Swimming Hole by Norman Rockwell
This is a charming story-in-a-picture of a salesman making a long drive on a hot August day. No air conditioning in the car, of course. He spots a swimming hole, pulls over and goes for it. He carefully lays his glasses on a newspaper and his lit cigar on his shoe, to be picked up when he emerges (Rockwell was all about details). And then shows us a face of pure bliss. “George Zimmer, my model,” reported Norman Rockwell, “was an awful good sport. He stripped and I poured several buckets of water over his head to get the effect.” And you thought modeling was easy!
Drink of Water by Frank X. Leyendecker
We love this cover from August of 1914 by artist Frank X. Leyendecker (brother of Post cover artist J.C.). Frank did sixteen Post covers, and this one is delightful. Delivering papers in August is hot, tiring work, and the kid deserves a cool drink. The fact that his drinking buddy happens to be a horse doesn’t concern him.
Watering Father by Richard Sargent
We’d all like to see this scene three seconds later, but this is what we have to work with. While Mom is busy planting and watering flowers, Junior is thinking Dad’s pasty white skin needs a cool-down. Whether Dad agreed it was a good idea is a mystery left up to the viewer. Sargent was great with humorous scenes and a master at the pregnant pause, the “what-happens-next” moment.
Wet Swim Suit by Clarence F. Underwood
We know, you’re shocked. A pretty young lady in a swimsuit on the cover of the staid and venerable Saturday Evening Post. And in 1912 yet! Well, even young ladies in 1912 deserved a cool-down. At least we don’t have to wring out the heavy skirts of our swimsuits these days. Artist Clarence F. Underwood did over forty Post covers. Even though most of them were in the 19-teens, many showed active women: fishing, playing tennis, canoeing, even plowing a field. Of course, they looked surprisingly pretty doing all this.

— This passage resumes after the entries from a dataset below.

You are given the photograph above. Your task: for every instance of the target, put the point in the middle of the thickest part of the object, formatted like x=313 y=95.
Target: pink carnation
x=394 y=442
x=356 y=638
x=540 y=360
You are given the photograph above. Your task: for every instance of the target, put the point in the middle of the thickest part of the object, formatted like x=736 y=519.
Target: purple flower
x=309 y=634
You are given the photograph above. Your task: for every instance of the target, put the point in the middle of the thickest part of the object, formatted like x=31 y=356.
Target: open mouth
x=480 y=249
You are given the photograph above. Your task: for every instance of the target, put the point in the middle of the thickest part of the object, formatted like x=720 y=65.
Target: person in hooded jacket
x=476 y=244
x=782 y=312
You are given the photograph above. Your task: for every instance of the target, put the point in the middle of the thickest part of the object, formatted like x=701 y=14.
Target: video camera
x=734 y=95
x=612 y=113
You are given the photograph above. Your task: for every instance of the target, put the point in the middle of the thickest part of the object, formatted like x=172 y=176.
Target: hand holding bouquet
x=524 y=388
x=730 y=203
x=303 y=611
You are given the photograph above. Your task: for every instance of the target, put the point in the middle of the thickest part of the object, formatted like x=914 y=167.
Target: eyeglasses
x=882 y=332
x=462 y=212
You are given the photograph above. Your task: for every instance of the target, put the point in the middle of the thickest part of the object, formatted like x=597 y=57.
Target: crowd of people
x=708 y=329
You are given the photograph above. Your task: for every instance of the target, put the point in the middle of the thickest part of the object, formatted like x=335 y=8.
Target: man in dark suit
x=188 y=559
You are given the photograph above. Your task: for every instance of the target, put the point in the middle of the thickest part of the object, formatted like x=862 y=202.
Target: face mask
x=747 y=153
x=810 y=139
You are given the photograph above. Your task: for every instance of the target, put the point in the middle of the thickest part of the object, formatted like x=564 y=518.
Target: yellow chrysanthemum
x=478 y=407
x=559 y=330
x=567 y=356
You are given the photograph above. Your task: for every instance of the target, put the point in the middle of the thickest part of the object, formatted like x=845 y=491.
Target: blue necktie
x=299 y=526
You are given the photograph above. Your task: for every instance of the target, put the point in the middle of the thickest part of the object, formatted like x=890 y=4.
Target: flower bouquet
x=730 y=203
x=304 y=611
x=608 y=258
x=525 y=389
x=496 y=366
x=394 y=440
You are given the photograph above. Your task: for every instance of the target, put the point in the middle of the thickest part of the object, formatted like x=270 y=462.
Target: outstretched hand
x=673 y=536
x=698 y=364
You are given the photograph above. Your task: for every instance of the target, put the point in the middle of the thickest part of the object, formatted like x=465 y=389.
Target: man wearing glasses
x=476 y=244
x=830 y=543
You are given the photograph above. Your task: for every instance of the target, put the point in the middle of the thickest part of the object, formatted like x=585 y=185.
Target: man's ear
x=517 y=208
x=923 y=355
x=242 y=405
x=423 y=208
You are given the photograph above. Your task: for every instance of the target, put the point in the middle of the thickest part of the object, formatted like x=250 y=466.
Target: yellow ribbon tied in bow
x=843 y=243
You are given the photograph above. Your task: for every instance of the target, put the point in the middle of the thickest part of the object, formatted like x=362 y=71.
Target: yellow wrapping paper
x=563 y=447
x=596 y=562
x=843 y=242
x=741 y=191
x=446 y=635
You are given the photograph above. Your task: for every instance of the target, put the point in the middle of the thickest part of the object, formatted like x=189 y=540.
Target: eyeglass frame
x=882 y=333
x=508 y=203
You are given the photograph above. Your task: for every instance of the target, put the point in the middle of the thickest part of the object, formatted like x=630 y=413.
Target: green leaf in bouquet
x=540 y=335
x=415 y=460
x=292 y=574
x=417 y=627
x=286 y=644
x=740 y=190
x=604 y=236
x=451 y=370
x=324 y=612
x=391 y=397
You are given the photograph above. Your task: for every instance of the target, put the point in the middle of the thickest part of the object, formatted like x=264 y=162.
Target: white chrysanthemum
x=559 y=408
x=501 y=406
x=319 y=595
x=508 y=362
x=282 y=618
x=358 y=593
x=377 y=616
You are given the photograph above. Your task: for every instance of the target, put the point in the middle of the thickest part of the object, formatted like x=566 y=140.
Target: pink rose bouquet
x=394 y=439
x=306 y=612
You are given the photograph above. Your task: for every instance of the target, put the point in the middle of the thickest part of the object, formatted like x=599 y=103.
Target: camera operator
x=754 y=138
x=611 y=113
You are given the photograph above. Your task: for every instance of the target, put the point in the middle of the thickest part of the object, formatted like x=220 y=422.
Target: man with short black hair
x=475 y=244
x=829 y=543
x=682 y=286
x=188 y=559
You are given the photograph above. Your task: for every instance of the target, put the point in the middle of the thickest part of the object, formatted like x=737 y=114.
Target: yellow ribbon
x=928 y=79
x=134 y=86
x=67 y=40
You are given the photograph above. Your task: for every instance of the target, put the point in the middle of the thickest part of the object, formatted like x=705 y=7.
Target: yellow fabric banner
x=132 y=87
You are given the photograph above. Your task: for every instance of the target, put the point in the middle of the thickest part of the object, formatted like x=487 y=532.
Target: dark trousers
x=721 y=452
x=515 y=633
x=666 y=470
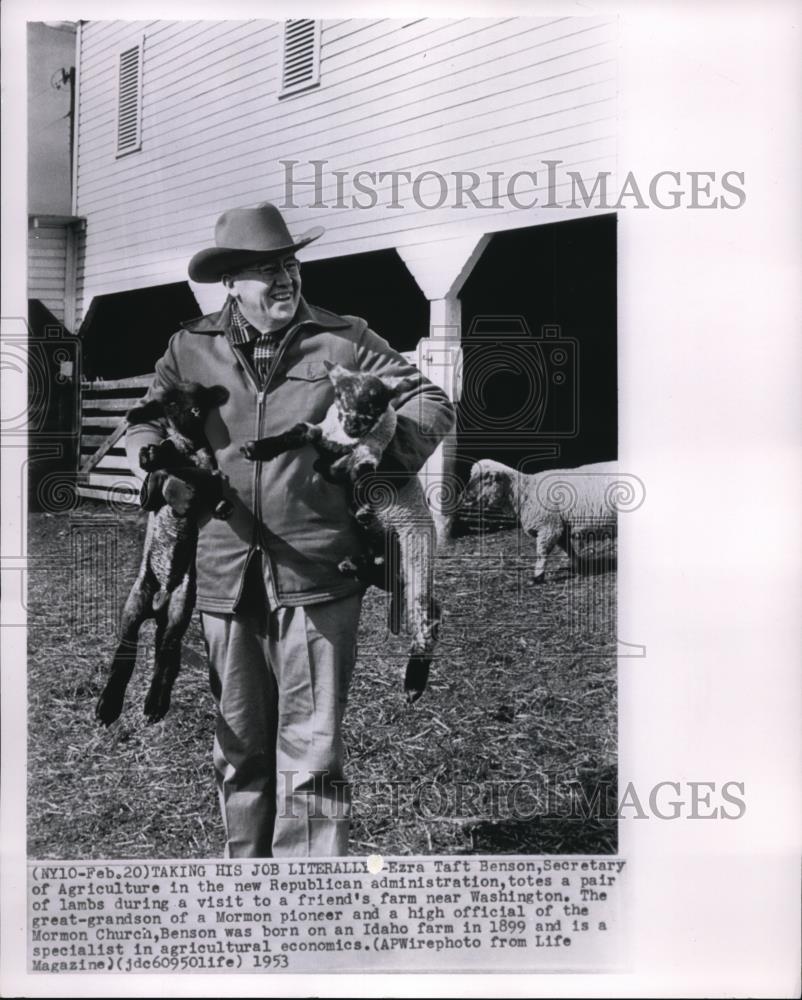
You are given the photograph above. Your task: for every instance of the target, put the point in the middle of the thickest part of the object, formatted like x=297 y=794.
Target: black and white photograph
x=357 y=621
x=379 y=570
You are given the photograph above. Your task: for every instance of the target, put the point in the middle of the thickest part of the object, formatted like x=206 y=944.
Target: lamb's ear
x=152 y=410
x=399 y=383
x=216 y=395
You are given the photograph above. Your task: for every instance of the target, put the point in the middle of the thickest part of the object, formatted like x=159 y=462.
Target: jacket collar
x=306 y=315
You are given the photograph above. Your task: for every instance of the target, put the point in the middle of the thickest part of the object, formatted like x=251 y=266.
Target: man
x=279 y=619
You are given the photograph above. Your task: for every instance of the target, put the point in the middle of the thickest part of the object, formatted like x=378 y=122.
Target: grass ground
x=515 y=732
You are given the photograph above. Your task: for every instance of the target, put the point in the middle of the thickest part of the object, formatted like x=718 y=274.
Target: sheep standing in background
x=556 y=507
x=350 y=441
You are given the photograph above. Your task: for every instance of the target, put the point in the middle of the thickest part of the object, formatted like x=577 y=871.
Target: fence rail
x=103 y=472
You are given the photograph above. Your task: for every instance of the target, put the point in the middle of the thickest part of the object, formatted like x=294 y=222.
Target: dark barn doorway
x=539 y=348
x=125 y=333
x=376 y=286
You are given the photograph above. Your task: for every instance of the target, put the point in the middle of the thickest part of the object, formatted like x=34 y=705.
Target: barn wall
x=445 y=95
x=47 y=260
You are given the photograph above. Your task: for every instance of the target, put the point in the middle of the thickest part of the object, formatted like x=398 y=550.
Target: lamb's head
x=361 y=398
x=488 y=501
x=184 y=406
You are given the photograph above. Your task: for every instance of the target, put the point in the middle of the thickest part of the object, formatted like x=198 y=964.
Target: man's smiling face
x=268 y=294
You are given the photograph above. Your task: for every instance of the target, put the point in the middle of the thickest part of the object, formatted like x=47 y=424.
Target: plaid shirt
x=265 y=345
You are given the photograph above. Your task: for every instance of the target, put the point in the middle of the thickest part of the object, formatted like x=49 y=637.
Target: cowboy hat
x=246 y=236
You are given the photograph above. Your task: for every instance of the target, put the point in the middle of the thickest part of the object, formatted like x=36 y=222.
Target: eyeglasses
x=272 y=270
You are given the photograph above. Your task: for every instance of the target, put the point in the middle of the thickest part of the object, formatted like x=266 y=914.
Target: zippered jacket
x=284 y=512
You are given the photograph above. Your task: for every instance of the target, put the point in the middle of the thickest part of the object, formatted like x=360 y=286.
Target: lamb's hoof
x=223 y=510
x=416 y=677
x=361 y=469
x=348 y=567
x=148 y=460
x=109 y=706
x=157 y=704
x=363 y=516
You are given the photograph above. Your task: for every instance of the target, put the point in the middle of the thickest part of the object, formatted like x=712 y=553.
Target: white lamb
x=350 y=441
x=559 y=506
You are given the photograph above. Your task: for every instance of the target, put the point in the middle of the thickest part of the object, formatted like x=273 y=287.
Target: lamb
x=183 y=481
x=559 y=506
x=350 y=441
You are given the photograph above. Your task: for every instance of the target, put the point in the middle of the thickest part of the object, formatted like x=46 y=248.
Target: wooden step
x=99 y=493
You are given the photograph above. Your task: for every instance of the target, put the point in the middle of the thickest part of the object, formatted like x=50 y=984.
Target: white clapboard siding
x=424 y=94
x=47 y=259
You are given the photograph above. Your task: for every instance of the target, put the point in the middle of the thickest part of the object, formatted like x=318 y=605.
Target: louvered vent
x=129 y=101
x=301 y=64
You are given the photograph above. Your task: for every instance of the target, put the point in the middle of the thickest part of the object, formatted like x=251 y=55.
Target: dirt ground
x=504 y=753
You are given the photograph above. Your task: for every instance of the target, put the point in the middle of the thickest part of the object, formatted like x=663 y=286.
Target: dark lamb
x=183 y=484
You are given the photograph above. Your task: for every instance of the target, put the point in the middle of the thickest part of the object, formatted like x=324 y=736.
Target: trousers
x=280 y=682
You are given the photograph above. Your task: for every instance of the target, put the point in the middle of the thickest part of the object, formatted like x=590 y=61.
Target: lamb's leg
x=171 y=625
x=163 y=455
x=267 y=448
x=422 y=610
x=547 y=537
x=138 y=607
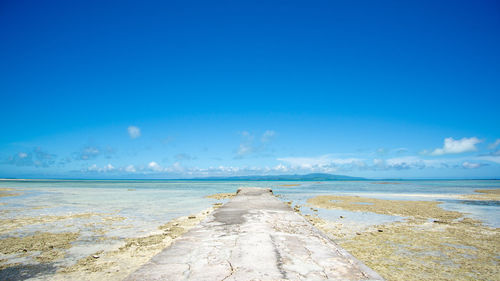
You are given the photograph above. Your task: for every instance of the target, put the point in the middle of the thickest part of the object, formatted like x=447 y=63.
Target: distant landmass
x=307 y=177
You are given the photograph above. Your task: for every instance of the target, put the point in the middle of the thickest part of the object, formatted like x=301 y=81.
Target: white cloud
x=452 y=146
x=134 y=132
x=130 y=169
x=495 y=144
x=324 y=163
x=471 y=165
x=491 y=158
x=268 y=136
x=95 y=168
x=249 y=146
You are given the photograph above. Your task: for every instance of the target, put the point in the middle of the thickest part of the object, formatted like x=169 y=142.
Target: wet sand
x=46 y=251
x=430 y=244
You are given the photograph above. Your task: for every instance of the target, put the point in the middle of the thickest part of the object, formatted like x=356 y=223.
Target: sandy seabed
x=429 y=244
x=42 y=255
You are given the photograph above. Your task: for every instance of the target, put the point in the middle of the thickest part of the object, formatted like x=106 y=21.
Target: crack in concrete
x=279 y=258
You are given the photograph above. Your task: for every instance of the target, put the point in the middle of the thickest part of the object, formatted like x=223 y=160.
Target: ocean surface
x=132 y=208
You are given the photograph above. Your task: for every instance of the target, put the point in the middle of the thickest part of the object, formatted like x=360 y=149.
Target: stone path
x=255 y=236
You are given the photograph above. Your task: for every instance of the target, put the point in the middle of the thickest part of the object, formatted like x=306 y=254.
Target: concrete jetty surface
x=255 y=236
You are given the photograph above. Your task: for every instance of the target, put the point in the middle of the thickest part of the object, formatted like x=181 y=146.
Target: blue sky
x=176 y=89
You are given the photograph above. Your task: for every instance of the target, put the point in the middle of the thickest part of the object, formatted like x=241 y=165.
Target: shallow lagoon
x=104 y=213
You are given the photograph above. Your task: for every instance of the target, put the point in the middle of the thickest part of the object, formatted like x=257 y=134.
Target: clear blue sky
x=169 y=89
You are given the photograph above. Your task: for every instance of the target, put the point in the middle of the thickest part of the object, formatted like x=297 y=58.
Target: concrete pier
x=255 y=236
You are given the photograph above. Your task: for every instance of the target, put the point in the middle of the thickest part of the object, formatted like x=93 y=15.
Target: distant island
x=307 y=177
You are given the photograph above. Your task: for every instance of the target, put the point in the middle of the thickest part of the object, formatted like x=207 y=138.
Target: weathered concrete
x=254 y=237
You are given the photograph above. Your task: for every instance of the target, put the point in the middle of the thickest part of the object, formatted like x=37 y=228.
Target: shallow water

Sitting on the Diving Board by Penrhyn Stanlaws
My, how bathing suits changed in a mere twenty-one years! In a swimsuit more suited for immersion, the pretty lady from 1933 is just dipping her toes in the water. Go figure. Curtis Publishing (curtispublishing.com) shows many gorgeous Stanlaws covers, usually of lovely young ladies holding a teacup or bouquet. He did a total of thirty-seven Post covers between 1913 and 1938. (Warning: if you look up his covers on the Curtis website, you’ll want to buy prints of them all.)
Cool Bear by Charles Livingston Bull
Then there’s the total immersion therapy. This is from Country Gentleman magazine (a sister publication) in 1922 by great wildlife artist, Charles Livingston Bull. If that water looks good to you, a word of advice: Find another place to cool down.